What are the regulations for OVI and OES?


The multiplication of attacks and threats to organizations’ information systems has prompted the French government and the European Union to implement recommendations and rules for private companies and public administrations. The requirement level of these rules and recommendations varies according to the importance of the target organization. They are optional for organizations considered as non-sensitive, but, at different levels, mandatory for OVI (Operators of Vital Importance) and OES (Operators of Essential Services).

Limiting the cyber risk of OVI and OES to guarantee the proper functioning of the nation

In order to protect their ISVI (Information System of Vital Importance), the OVIs, operating in areas of activity that are sensitive for the integrity of the country and the population (sanitary (food, water management, health), regalian (civil activities of the State, judicial activities, military activities of the State), economic (energy, finance, transport), and technological (electronic communications, audiovisual and information, industry, space and research)) must comply with a set of rules issued by the French State, through the MPL (Military Programming Law).

The OES must comply with the regulations issued by the European Union through the NIS (Network and Information Security) directive. An OES is defined as providing an essential service whose interruption would have a significant impact on the functioning of the economy or society, bearing in mind that an OVI operates or uses facilities deemed essential to the nation’s survival.

More generally, all the organizations (including OVI and OES) must, as far as possible, comply with the recommendations of the ANSSI (French National Cybersecurity Agency) issued in the document PA-022: Recommendations to secure administration of IT systems. In the event of non-compliance with the regulations, the OVI and OES, in addition to seriously exposing the organization’s information system, which could also lead to significant consequences for the Nation or the population, also expose themselves, ultimately, to financial sanctions. Respecting these rules is therefore essential for these sensitive organizations, and as good practices, are strongly recommended for other organizations, depending on their means and maturity in terms of cybersecurity.

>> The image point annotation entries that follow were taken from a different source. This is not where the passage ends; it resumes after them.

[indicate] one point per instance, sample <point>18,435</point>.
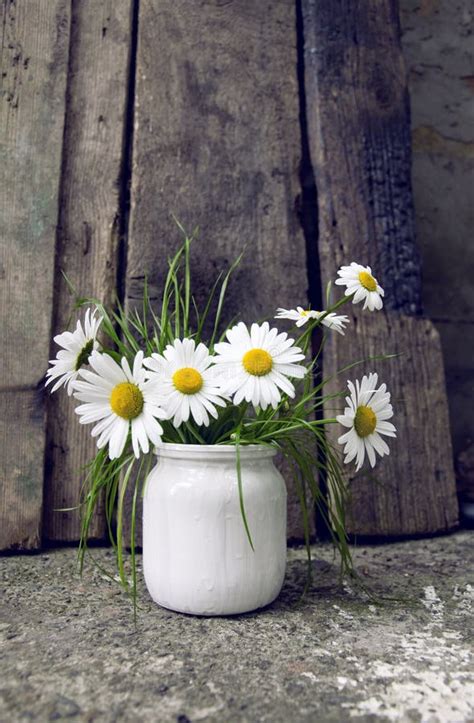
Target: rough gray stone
<point>70,650</point>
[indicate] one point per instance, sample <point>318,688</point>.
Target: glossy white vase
<point>196,554</point>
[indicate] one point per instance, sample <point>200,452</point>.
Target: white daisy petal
<point>255,365</point>
<point>361,285</point>
<point>121,402</point>
<point>368,408</point>
<point>77,346</point>
<point>186,382</point>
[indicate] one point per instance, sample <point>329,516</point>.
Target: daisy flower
<point>366,416</point>
<point>119,400</point>
<point>255,365</point>
<point>301,316</point>
<point>187,382</point>
<point>362,285</point>
<point>77,347</point>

What are the security requirements for IS administration?

In France, there are three standards that must be particularly respected by the OVI and OES:

  • Recommendations to secure administration of IT systems (document PA-022 from the ANSSI).
  • The Military Programming Law (MPL) sets 20 security rules for information systems of vital importance.
  • The NIS Directive, enacting a series of rules aimed to ensure a high and common level of security for networks and information systems in the European Union and applying to OES.

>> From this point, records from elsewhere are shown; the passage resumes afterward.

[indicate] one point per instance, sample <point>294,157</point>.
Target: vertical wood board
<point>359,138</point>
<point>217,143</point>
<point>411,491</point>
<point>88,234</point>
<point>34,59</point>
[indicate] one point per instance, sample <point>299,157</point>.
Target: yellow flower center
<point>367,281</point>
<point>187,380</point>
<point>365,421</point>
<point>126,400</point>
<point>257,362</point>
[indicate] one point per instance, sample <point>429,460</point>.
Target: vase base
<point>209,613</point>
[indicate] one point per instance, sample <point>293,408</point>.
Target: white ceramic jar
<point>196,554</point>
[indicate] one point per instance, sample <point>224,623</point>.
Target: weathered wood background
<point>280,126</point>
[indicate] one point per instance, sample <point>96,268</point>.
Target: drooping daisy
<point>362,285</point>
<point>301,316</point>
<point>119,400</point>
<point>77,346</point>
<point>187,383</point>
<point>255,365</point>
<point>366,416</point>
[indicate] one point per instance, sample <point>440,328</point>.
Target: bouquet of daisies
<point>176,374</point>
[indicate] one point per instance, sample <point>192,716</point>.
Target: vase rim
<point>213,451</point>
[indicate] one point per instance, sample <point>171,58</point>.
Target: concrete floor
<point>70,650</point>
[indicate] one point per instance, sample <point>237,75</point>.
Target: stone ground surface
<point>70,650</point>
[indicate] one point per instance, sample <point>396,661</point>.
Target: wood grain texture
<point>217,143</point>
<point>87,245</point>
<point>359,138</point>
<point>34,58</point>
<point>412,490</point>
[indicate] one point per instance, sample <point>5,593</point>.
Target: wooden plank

Among these standards, 5 major themes relating to the administration of information systems stand out:

  • Governance, risks, compliance (GRC) and associated processes
  • Operational use and security incident management
  • The Administration Information System (AIS) and its architecture
  • Identity and Access Management (IAM) and administration rights and privileged accounts (PAM)
  • The administration workstation

A Europeanization of rules and entities

Furthermore, in the last few years, we have seen a genuine Europeanization of the rules and entities governing information system security, with a direct impact on the French OVI and OES.

The European NIS directive, adopted by the European institutions in 2016 and now incorporated into the French law, was in fact largely inspired by the French MPL, voted in 2013. The directive complements or adds new rules and circumvents some elements of the French LPM. The rules issued by the NIS directive must be respected by all EU OES in order to guarantee an increased security for these organizations considered as particularly sensitive. On the institutional side, the European cybersecurity has also evolved: the Cybersecurity Act, adopted in 2019, strengthens the European Cybersecurity Agency (ENISA) by assigning it a permanent mandate and additional resources. ENISA shall act as a “reference point for advice and expertise on cybersecurity for Union institutions, bodies, offices and agencies as well as for other relevant Union stakeholders.” The Cybersecurity Act also establishes a European framework for the certification of cybersecurity products and services in order to standardize the certification processes for cybersecurity products and services and their recognition in all EU countries.